Penerimaan Syeikh pada Murid
Penerimaan hati syeikh terhadap murid, merupakan bukti paling benar atas kebahagiaannya. Bila seseorang ditolak oleh hati syeikh, maka tidak diragukan lagi, dalam beberapa waktu penolakan itu akan menjadi nyata.

Bergaul dengan Orang yang Banyak Bicara
Salah satu penyakit yang amat pelik dalam tharikat ini adalah bergaul dengan orang yang banyak bicara (omong kosong). Sebab hati akan disibukkan dengan persoalan makhluk. Padahal Allah swt. berfirman:
“Dan kamu menganggapnya suatu yang ringan saja, padahal di sisi Allah adalah perkara besar.” (Q.s. An-Nuur:15).

Fath al-Mushaly berkata, “Aku berguru kepada tiga puluh syeikh. Rata-rata mereka tergolong Wali Abdal.2 Semuanya berwasiat padaku
( ‘Abdal adalah golongan auliya’ yang saleh, dimana dunia tidak pernah sunyi dari mereka. Apabila salah seorang di antara mereka wafat, Allah swt. akan menggantikun posisi Abdal melalui orang yang diangkat-Nya. )

ketika aku berpisah dengan mereka, `Takutlah kalian bergaul dengan orang yang banyak obrolannya,’ kata para syeikh itu.”
Apa yang mereka ucapkan tentang berbagai keragu-raguan dan dongeng-dongeng dari orang tua, lebih baik kita turunkan tirai atas semua itu. Sebab cerita-cerita itu menjadi cermin kemusyrikan dan teman kekufuran. Na’udzubillahi Ta’ala dari datangnya keburukan.
Dengki
Di antara penyakit murid adalah hasrat yang memasuki nafsunya, berupa kedengkian terhadap sesama teman, dan merasa emosi atas keistimewaan yang diberikan oleh Allah swt. pada temannya dalam tharikat ini. Sementara dia sendiri tidak mendapatkan seperti yang diraih oleh yang lain. Ketahuilah, bahwa semua perkara itu telah dibagi oleh Allah swt. Hamba hanya bisa selamat, apabila si hamba lebih mencukupkan diri pada Wujud Allah swt. Yang Haq, dan menerima apa pun ketentuan dari Kemurahan dan Kenikmatan-Nya.

Prioritas
Ketahuilah, bahwa kewajiban murid apabila sudah sepakat terjun, harus memprioritaskan yang lain secara total dibanding diri sendiri. Baik orang yang lapar ataupun orang yang kenyang harus diprioritaskan, dibanding dirinya. Dia juga harus merasa menjadi murid setiap orang yang jelas sebagai syeikh, walaupun dia sendiri lebih pandai dari orang tersebut.

Gerak
Adapun etika murid dalam sama’, maka bagi murid tidak diperkenankan bergerak-gerak dalam sima’ yang muncul karena ikhtiarnya sendiri. Apabila muncul bisikan ruhani, sedangkan dirinya tidak mampu menahan gerak, maka sekadar ekspresi luapan bisikan yang menyebabkan gerak, masih ditolerir. Apabila luapan ruhani yang datang tadi sudah hilang, dia harus tetap duduk dan tenang. Apabila dia meneruskan gerak untuk menarik ekstase, tanpa adanya limpahan dan desakan/darurat, maka gerak dalam sima’nya tidak dibenarkan. Bila masih kembali demikian, berarti dia tidak mendapatkan keterbukaan hakikat.

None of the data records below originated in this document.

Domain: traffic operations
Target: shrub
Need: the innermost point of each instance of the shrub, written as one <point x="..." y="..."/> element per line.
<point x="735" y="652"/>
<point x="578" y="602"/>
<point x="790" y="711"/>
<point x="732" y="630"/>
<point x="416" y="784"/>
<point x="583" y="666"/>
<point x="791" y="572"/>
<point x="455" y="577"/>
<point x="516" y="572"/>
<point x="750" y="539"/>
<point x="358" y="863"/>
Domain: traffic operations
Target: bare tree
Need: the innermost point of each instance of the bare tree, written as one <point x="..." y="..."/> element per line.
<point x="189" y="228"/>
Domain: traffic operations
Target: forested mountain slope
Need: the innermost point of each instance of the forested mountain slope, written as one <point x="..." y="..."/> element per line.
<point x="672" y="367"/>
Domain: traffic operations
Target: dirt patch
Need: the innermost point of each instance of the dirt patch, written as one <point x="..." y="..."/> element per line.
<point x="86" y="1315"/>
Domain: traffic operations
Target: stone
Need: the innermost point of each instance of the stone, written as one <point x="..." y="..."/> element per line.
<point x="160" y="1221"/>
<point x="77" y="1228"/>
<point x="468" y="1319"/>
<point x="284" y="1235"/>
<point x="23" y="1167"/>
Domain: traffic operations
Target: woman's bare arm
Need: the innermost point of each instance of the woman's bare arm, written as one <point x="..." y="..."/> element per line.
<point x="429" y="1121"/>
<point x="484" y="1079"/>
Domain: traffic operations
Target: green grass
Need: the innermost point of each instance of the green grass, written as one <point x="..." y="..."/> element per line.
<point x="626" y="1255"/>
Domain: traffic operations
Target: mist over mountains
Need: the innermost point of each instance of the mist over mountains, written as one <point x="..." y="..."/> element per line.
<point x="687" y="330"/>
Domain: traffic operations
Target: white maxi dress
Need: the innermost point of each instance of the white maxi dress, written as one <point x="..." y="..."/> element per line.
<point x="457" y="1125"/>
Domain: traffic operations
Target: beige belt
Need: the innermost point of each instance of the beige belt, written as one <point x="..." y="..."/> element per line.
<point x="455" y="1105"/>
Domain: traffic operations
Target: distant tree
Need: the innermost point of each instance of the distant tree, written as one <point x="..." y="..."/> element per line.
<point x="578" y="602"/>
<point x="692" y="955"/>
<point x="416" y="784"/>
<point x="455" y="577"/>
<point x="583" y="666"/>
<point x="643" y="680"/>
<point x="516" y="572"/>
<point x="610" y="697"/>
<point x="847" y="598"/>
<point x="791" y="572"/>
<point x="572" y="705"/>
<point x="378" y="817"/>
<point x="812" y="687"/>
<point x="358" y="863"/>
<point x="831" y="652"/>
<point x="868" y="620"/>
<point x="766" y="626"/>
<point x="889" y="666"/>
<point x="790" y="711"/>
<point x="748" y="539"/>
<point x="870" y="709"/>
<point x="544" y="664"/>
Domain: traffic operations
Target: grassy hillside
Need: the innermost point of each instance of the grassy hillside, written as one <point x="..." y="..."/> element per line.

Pergi dan Berpindah Tempat
Apabila murid diuji dengan pangkat kedudukan atau pergaulan omong kosong, serta mulai jatuh cinta pada wanita, sementara tidak ada syeikh yang menunjukkan jalan keluarnya, dia boleh pergi dan pindah tempat.
Di antara para syeikh berkata, “Bila seorang `arif berbicara mengenai ilmu pengetahuan, maka masa bodohkan dia: Sebab seharusnya seorang `arif mengkabarkan tentang tahapan-tahapan, bukan ilmu pengetahuan. Bagi yang ilmunya lebih dominan dibanding tahapan-tahapannya, maka dia adalah pakar ilmu, bukannya penempuh suluk.”
Peduli pada Para Fakir
Bila murid peduli membantu pada para fakir, maka hiburan hati mereka adalah rasa lapangnya terhadap murid. Karena itu tidak seyogyanya murid kontra terhadap kata hatinya, sehingga dalam berkhidmat pada kaum fakir harus benar-benar ikhlas, mencurahkan tenaganya semaksimal mungkin.

Sabar atas Celaan
Apabila murid memilih menjalani darma baktinya bagi orang-orang fakir, dia harus sabar dengan celaan orang banyak. Dia juga harus berbuat sepenuh jiwa dalam darma baktinya terhadap mereka.
Apabila mereka tidak memuji atas kepeduliannya, dia harus mencerca dirinya, agar hati para fakir itu lega. Walaupun dia mengerti bahwa dirinya sebenarnya tidak bersalah.
Bila orang-orang semakin mencacinya, dia harus menambah pengabdian dan kebaikan kepada mereka. Karena saya mendengar Imam Abu Bakr bin Furak berkata, “Bila engkau tidak sabar di atas palu, maka mengapa engkau menjadi landasan palu?”

Menjaga Adab Syariat
Didasarkan pula pada kaitan di atas, seorang murid harus menjaga adab syariat, menjaga tangannya untuk tidak meraih hal-hal yang haram dan syubhat, menjaga indera dari hal-hal yang diharamkan, menyertai nafas bersama Allah swt. dengan menjauhkan dari segala kealpaan, tidak menuangkan racun jiwa yang di dalamnya ada syubhat di bejana darurat. Apalagi di waktu-waktu yang bebas dan luang untuk ikhtiar.
Di antara perilaku murid adalah melanggengkan mujahadah dalam meninggalkan syahwat. Siapa yang bersesuaian dengan syahwatnya, akan sirna kesuciannya. Perilaku terburuk bagi murid justru ketika dia kembali lagi kepada syahwat yang pernah ditinggalkan.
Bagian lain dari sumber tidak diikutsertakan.